MA CAVALLI resta comunque fra i pochi esemplari di una specie rara, quella di chi riesce, in versi, a dire anche qualche barlume di felicità: «Cosa non devo fare / per togliermi di torno / la mia nemica mente: / ostilità perenne / alla felice colpa di esser quel che sono, / il mio felice niente» (è un passaggio del già citato Vita meravigliosa, una raccolta che nel solo titolo porta con sé un’inclinazione sfacciatamente esclamativa e nemmeno una promessa, ma addirittura una constatazione di pienezza). È vero, questa voce è perlopiù immersa nel quotidiano, non si mostra troppo disponibile all’invenzione linguistica o alla trovata rara (il suo è forse uno dei tentativi poetici più efficaci nel costruire versi senza abbandonare l’orizzonte comunitario, la lingua «di tutti» e la sua comprensibilità).

E tuttavia c’è, nel cuore di questa esperienza di scrittura, una fiducia speciale nella parola della poesia. Lo ammette lei stessa, nel suo già ricordato libro di prose: «Si può parlare in tanti modi, a seconda della situazione o della persona la parola detta può avere molte sfumature, il suo significato non è rigido e univoco . Nella parola scritta, invece, ci si rivela agli altri, ci si mette nelle mani degli altri. È un pensiero che manifestandosi non ti appartiene più. Scrivo poesie perché nella poesia c’è più ambiguità che nella prosa (NON È VERO), ma nella poesia resta sempre un mistero grande o piccolo, resta cioè una zona oscura che si sottrae al giudizio logico».

LA POESIA implica sempre un aldilà-della-ragione, per esempio grazie alla levità impalpabile della rima, vissuta come uno stato di illogica e proprio per questo fertile alterazione del discorso: «Ah, ubriachezza eroica e modesta, / dove si può ogni cosa, ma non vera, / necessità inutile che appresta /la frase bella disperata e altera. / Andrò, farò, dichiarerò rovine, / e mi sprofondo a cuccia tra le rime».

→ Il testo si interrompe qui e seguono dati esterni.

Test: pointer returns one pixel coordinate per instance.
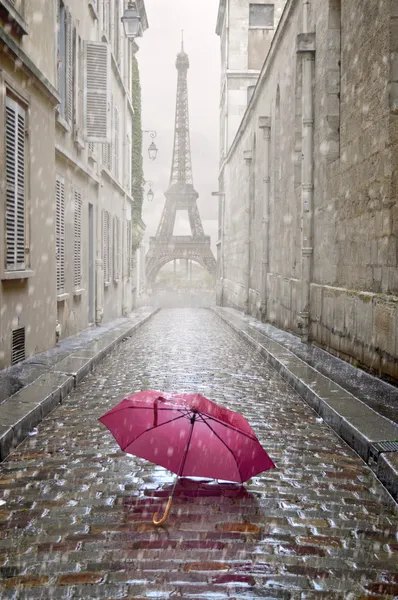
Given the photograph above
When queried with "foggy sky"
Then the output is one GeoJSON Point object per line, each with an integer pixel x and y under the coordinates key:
{"type": "Point", "coordinates": [156, 57]}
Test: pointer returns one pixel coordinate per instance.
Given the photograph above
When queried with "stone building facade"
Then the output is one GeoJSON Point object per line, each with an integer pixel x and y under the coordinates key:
{"type": "Point", "coordinates": [65, 257]}
{"type": "Point", "coordinates": [308, 186]}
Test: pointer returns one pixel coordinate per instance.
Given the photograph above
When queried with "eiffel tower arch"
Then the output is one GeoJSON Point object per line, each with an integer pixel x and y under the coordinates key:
{"type": "Point", "coordinates": [181, 195]}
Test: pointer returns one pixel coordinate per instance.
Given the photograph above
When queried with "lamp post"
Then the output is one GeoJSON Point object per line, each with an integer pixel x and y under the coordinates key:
{"type": "Point", "coordinates": [152, 150]}
{"type": "Point", "coordinates": [132, 21]}
{"type": "Point", "coordinates": [150, 195]}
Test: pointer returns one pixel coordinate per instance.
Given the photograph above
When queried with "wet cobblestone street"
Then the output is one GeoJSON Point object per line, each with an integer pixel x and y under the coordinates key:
{"type": "Point", "coordinates": [75, 511]}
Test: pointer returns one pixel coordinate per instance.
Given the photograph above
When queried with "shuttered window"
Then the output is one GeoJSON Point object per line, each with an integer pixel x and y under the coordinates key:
{"type": "Point", "coordinates": [77, 223]}
{"type": "Point", "coordinates": [97, 92]}
{"type": "Point", "coordinates": [15, 163]}
{"type": "Point", "coordinates": [116, 143]}
{"type": "Point", "coordinates": [106, 254]}
{"type": "Point", "coordinates": [60, 232]}
{"type": "Point", "coordinates": [106, 18]}
{"type": "Point", "coordinates": [116, 31]}
{"type": "Point", "coordinates": [128, 254]}
{"type": "Point", "coordinates": [116, 248]}
{"type": "Point", "coordinates": [65, 61]}
{"type": "Point", "coordinates": [78, 83]}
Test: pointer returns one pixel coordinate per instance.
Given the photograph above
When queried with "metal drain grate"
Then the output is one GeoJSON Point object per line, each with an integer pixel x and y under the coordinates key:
{"type": "Point", "coordinates": [386, 446]}
{"type": "Point", "coordinates": [18, 345]}
{"type": "Point", "coordinates": [376, 449]}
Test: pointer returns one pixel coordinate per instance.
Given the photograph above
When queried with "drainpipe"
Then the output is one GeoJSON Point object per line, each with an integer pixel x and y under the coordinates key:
{"type": "Point", "coordinates": [247, 155]}
{"type": "Point", "coordinates": [306, 47]}
{"type": "Point", "coordinates": [99, 273]}
{"type": "Point", "coordinates": [265, 125]}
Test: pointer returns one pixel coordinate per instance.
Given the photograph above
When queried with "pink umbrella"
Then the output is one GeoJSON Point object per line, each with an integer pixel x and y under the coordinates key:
{"type": "Point", "coordinates": [189, 435]}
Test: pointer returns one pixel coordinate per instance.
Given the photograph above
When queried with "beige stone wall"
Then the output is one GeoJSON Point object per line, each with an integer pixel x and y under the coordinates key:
{"type": "Point", "coordinates": [354, 287]}
{"type": "Point", "coordinates": [56, 147]}
{"type": "Point", "coordinates": [30, 302]}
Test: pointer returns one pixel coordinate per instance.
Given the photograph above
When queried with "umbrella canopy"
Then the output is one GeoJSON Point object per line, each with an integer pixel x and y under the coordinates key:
{"type": "Point", "coordinates": [189, 435]}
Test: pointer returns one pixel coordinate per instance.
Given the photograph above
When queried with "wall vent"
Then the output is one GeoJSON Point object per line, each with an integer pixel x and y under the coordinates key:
{"type": "Point", "coordinates": [18, 345]}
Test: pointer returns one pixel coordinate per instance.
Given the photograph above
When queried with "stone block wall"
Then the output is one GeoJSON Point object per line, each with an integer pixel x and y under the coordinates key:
{"type": "Point", "coordinates": [354, 278]}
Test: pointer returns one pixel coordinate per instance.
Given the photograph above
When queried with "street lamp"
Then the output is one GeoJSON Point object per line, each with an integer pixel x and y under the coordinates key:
{"type": "Point", "coordinates": [132, 21]}
{"type": "Point", "coordinates": [150, 195]}
{"type": "Point", "coordinates": [152, 150]}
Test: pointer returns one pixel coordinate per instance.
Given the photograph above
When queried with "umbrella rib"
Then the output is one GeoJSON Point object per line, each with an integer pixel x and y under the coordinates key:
{"type": "Point", "coordinates": [150, 429]}
{"type": "Point", "coordinates": [232, 427]}
{"type": "Point", "coordinates": [227, 447]}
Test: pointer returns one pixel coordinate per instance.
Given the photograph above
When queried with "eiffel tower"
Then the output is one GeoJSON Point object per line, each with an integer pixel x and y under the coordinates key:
{"type": "Point", "coordinates": [181, 195]}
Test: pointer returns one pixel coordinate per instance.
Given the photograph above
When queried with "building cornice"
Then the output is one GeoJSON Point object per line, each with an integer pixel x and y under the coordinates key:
{"type": "Point", "coordinates": [248, 74]}
{"type": "Point", "coordinates": [289, 7]}
{"type": "Point", "coordinates": [76, 163]}
{"type": "Point", "coordinates": [40, 80]}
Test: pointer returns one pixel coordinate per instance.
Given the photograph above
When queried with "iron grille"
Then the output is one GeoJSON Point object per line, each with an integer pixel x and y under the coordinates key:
{"type": "Point", "coordinates": [18, 345]}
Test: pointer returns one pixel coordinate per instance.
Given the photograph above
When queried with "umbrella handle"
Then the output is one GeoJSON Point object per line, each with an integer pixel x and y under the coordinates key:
{"type": "Point", "coordinates": [166, 514]}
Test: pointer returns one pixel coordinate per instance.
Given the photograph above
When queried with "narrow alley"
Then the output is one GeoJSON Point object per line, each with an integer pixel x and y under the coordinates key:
{"type": "Point", "coordinates": [76, 512]}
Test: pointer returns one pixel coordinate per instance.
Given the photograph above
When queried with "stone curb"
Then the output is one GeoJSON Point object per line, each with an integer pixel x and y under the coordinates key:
{"type": "Point", "coordinates": [24, 410]}
{"type": "Point", "coordinates": [358, 425]}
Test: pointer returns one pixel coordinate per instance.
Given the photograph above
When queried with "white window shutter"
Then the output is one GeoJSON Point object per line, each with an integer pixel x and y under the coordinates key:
{"type": "Point", "coordinates": [77, 261]}
{"type": "Point", "coordinates": [69, 68]}
{"type": "Point", "coordinates": [97, 92]}
{"type": "Point", "coordinates": [116, 143]}
{"type": "Point", "coordinates": [116, 250]}
{"type": "Point", "coordinates": [128, 249]}
{"type": "Point", "coordinates": [77, 91]}
{"type": "Point", "coordinates": [110, 246]}
{"type": "Point", "coordinates": [15, 162]}
{"type": "Point", "coordinates": [105, 245]}
{"type": "Point", "coordinates": [60, 233]}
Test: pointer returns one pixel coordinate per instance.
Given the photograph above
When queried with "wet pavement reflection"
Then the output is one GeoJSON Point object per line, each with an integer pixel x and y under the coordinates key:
{"type": "Point", "coordinates": [76, 512]}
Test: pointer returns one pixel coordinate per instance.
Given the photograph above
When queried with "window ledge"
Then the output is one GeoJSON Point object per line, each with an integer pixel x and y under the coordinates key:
{"type": "Point", "coordinates": [62, 297]}
{"type": "Point", "coordinates": [62, 122]}
{"type": "Point", "coordinates": [8, 275]}
{"type": "Point", "coordinates": [93, 10]}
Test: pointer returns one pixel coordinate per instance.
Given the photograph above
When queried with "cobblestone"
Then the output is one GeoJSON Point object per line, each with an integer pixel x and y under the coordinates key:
{"type": "Point", "coordinates": [75, 512]}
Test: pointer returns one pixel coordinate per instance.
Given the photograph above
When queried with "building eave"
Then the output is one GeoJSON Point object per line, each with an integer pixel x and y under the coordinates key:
{"type": "Point", "coordinates": [40, 80]}
{"type": "Point", "coordinates": [289, 6]}
{"type": "Point", "coordinates": [220, 16]}
{"type": "Point", "coordinates": [142, 12]}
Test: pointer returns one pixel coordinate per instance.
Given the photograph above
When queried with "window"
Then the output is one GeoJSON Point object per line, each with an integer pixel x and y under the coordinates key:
{"type": "Point", "coordinates": [15, 180]}
{"type": "Point", "coordinates": [261, 15]}
{"type": "Point", "coordinates": [250, 91]}
{"type": "Point", "coordinates": [106, 254]}
{"type": "Point", "coordinates": [60, 233]}
{"type": "Point", "coordinates": [116, 248]}
{"type": "Point", "coordinates": [116, 143]}
{"type": "Point", "coordinates": [77, 223]}
{"type": "Point", "coordinates": [97, 92]}
{"type": "Point", "coordinates": [65, 61]}
{"type": "Point", "coordinates": [128, 166]}
{"type": "Point", "coordinates": [106, 18]}
{"type": "Point", "coordinates": [128, 254]}
{"type": "Point", "coordinates": [116, 31]}
{"type": "Point", "coordinates": [78, 83]}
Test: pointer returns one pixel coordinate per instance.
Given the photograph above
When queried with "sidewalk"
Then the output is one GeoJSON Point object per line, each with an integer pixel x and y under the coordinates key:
{"type": "Point", "coordinates": [360, 408]}
{"type": "Point", "coordinates": [33, 388]}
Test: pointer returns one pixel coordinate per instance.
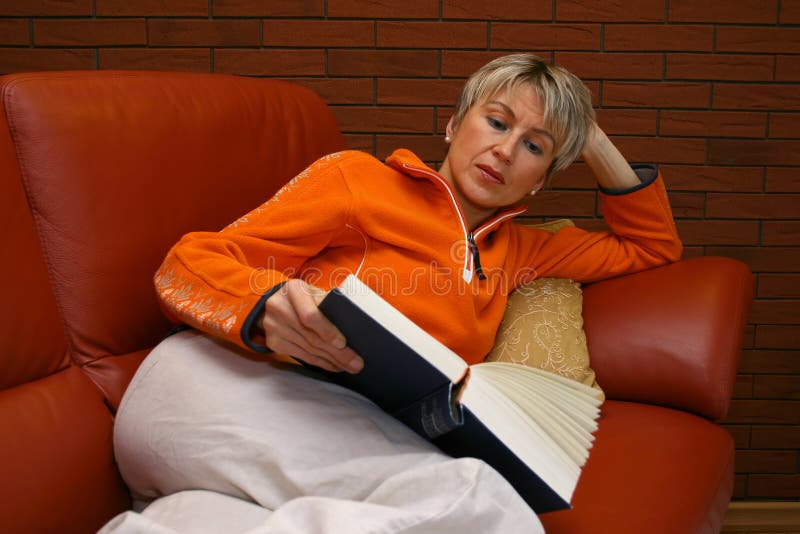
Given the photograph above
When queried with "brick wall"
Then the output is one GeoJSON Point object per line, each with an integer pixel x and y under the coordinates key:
{"type": "Point", "coordinates": [708, 89]}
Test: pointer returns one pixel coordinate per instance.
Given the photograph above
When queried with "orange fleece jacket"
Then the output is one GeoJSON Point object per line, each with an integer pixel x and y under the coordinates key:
{"type": "Point", "coordinates": [400, 229]}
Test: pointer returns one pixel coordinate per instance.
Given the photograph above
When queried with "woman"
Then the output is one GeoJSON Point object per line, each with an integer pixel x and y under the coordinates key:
{"type": "Point", "coordinates": [441, 247]}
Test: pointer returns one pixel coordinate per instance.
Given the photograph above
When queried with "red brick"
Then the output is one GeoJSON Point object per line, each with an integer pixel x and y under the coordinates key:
{"type": "Point", "coordinates": [460, 63]}
{"type": "Point", "coordinates": [365, 143]}
{"type": "Point", "coordinates": [89, 32]}
{"type": "Point", "coordinates": [762, 259]}
{"type": "Point", "coordinates": [716, 11]}
{"type": "Point", "coordinates": [753, 152]}
{"type": "Point", "coordinates": [46, 8]}
{"type": "Point", "coordinates": [407, 63]}
{"type": "Point", "coordinates": [360, 119]}
{"type": "Point", "coordinates": [418, 91]}
{"type": "Point", "coordinates": [757, 96]}
{"type": "Point", "coordinates": [779, 286]}
{"type": "Point", "coordinates": [763, 411]}
{"type": "Point", "coordinates": [775, 312]}
{"type": "Point", "coordinates": [790, 12]}
{"type": "Point", "coordinates": [649, 94]}
{"type": "Point", "coordinates": [782, 180]}
{"type": "Point", "coordinates": [428, 148]}
{"type": "Point", "coordinates": [340, 90]}
{"type": "Point", "coordinates": [749, 341]}
{"type": "Point", "coordinates": [537, 36]}
{"type": "Point", "coordinates": [778, 337]}
{"type": "Point", "coordinates": [493, 10]}
{"type": "Point", "coordinates": [782, 486]}
{"type": "Point", "coordinates": [780, 233]}
{"type": "Point", "coordinates": [443, 114]}
{"type": "Point", "coordinates": [628, 121]}
{"type": "Point", "coordinates": [649, 37]}
{"type": "Point", "coordinates": [716, 178]}
{"type": "Point", "coordinates": [152, 8]}
{"type": "Point", "coordinates": [402, 34]}
{"type": "Point", "coordinates": [270, 62]}
{"type": "Point", "coordinates": [784, 125]}
{"type": "Point", "coordinates": [758, 39]}
{"type": "Point", "coordinates": [14, 32]}
{"type": "Point", "coordinates": [662, 150]}
{"type": "Point", "coordinates": [775, 437]}
{"type": "Point", "coordinates": [752, 206]}
{"type": "Point", "coordinates": [720, 67]}
{"type": "Point", "coordinates": [712, 232]}
{"type": "Point", "coordinates": [739, 487]}
{"type": "Point", "coordinates": [619, 65]}
{"type": "Point", "coordinates": [269, 8]}
{"type": "Point", "coordinates": [31, 59]}
{"type": "Point", "coordinates": [617, 11]}
{"type": "Point", "coordinates": [787, 68]}
{"type": "Point", "coordinates": [219, 32]}
{"type": "Point", "coordinates": [687, 205]}
{"type": "Point", "coordinates": [377, 9]}
{"type": "Point", "coordinates": [777, 386]}
{"type": "Point", "coordinates": [765, 461]}
{"type": "Point", "coordinates": [319, 33]}
{"type": "Point", "coordinates": [743, 387]}
{"type": "Point", "coordinates": [740, 435]}
{"type": "Point", "coordinates": [171, 59]}
{"type": "Point", "coordinates": [772, 361]}
{"type": "Point", "coordinates": [713, 124]}
{"type": "Point", "coordinates": [560, 203]}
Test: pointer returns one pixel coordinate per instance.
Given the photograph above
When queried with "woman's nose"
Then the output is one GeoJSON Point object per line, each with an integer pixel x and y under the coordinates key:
{"type": "Point", "coordinates": [504, 150]}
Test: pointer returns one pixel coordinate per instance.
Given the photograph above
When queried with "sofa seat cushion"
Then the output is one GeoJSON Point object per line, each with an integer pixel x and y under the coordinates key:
{"type": "Point", "coordinates": [654, 470]}
{"type": "Point", "coordinates": [57, 471]}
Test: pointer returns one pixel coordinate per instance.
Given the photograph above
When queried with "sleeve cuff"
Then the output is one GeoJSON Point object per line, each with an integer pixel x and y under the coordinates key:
{"type": "Point", "coordinates": [647, 173]}
{"type": "Point", "coordinates": [247, 328]}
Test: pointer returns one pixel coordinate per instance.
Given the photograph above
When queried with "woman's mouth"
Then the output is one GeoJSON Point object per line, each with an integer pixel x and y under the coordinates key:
{"type": "Point", "coordinates": [490, 174]}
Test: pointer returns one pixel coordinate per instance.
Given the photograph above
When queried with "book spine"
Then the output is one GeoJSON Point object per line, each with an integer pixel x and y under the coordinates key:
{"type": "Point", "coordinates": [433, 415]}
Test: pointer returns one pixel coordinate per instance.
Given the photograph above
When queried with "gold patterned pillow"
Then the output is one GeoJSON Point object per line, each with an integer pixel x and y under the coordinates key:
{"type": "Point", "coordinates": [543, 326]}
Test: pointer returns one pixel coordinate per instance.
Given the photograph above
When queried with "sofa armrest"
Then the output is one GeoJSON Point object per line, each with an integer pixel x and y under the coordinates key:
{"type": "Point", "coordinates": [670, 336]}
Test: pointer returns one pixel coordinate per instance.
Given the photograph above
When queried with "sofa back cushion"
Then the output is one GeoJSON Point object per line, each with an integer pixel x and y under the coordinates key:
{"type": "Point", "coordinates": [118, 165]}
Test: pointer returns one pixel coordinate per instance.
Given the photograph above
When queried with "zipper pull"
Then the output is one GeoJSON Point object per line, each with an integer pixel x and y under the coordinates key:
{"type": "Point", "coordinates": [476, 257]}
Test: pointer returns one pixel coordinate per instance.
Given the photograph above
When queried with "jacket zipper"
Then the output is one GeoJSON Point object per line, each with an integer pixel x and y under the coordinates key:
{"type": "Point", "coordinates": [472, 258]}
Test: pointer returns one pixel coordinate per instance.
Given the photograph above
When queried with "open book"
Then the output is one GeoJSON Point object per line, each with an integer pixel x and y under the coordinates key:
{"type": "Point", "coordinates": [534, 427]}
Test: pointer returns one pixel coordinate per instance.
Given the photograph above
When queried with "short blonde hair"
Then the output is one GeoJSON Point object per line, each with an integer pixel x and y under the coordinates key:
{"type": "Point", "coordinates": [566, 100]}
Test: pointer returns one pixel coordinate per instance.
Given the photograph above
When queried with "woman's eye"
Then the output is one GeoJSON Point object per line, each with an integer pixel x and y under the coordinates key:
{"type": "Point", "coordinates": [533, 147]}
{"type": "Point", "coordinates": [497, 124]}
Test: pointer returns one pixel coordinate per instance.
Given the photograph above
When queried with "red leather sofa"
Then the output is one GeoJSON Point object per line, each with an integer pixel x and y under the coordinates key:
{"type": "Point", "coordinates": [100, 172]}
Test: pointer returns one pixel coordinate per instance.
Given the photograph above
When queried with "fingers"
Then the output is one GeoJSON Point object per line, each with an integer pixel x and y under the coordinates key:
{"type": "Point", "coordinates": [294, 325]}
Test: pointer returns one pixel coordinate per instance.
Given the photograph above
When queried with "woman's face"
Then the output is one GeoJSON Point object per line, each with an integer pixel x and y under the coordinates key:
{"type": "Point", "coordinates": [499, 152]}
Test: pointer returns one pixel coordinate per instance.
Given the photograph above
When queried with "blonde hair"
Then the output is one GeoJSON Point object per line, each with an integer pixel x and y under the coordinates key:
{"type": "Point", "coordinates": [566, 101]}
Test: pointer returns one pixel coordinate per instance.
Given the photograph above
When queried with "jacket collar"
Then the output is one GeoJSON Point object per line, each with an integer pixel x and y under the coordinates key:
{"type": "Point", "coordinates": [408, 163]}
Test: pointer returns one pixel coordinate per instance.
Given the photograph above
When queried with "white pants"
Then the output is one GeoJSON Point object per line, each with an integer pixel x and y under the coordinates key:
{"type": "Point", "coordinates": [274, 450]}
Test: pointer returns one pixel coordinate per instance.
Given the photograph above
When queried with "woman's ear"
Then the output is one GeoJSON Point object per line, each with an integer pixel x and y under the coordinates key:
{"type": "Point", "coordinates": [448, 131]}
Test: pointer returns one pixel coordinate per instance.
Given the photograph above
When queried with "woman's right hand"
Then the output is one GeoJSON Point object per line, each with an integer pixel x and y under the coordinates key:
{"type": "Point", "coordinates": [293, 325]}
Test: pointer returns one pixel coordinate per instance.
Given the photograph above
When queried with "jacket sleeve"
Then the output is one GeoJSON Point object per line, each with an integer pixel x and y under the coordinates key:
{"type": "Point", "coordinates": [217, 281]}
{"type": "Point", "coordinates": [642, 236]}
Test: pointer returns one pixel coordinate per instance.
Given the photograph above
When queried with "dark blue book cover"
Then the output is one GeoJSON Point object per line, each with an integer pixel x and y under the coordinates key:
{"type": "Point", "coordinates": [408, 386]}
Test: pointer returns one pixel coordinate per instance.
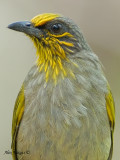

Basterà rileggere anche la sola lirica appena trascritta per accorgersi di quello che resta forse il nodo centrale della poesia di Patrizia Cavalli: il dubbio su come si possa scrivere versi e esporsi all’altro in maniera trasparente, nella difficile convivenza di immaginazione e autenticità, all’insegna di una poesia onesta.
E davvero quella di Cavalli è, come per un suo lontanissimo progenitore di nome Saba, «ardita sincerità», uno stato di grazia nel quale se un «verbo» è «vero» si sente «correr il sangue alla salvezza», ci si sente al sicuro. E sia pure una salvezza incerta, fragile come un canto naturale: «E poi il ritorno e l’usignolo, / canta canta sullo stesso albero, / non era solo, vive, dura, / si moltiplica, ma quanto dura / un usignolo?».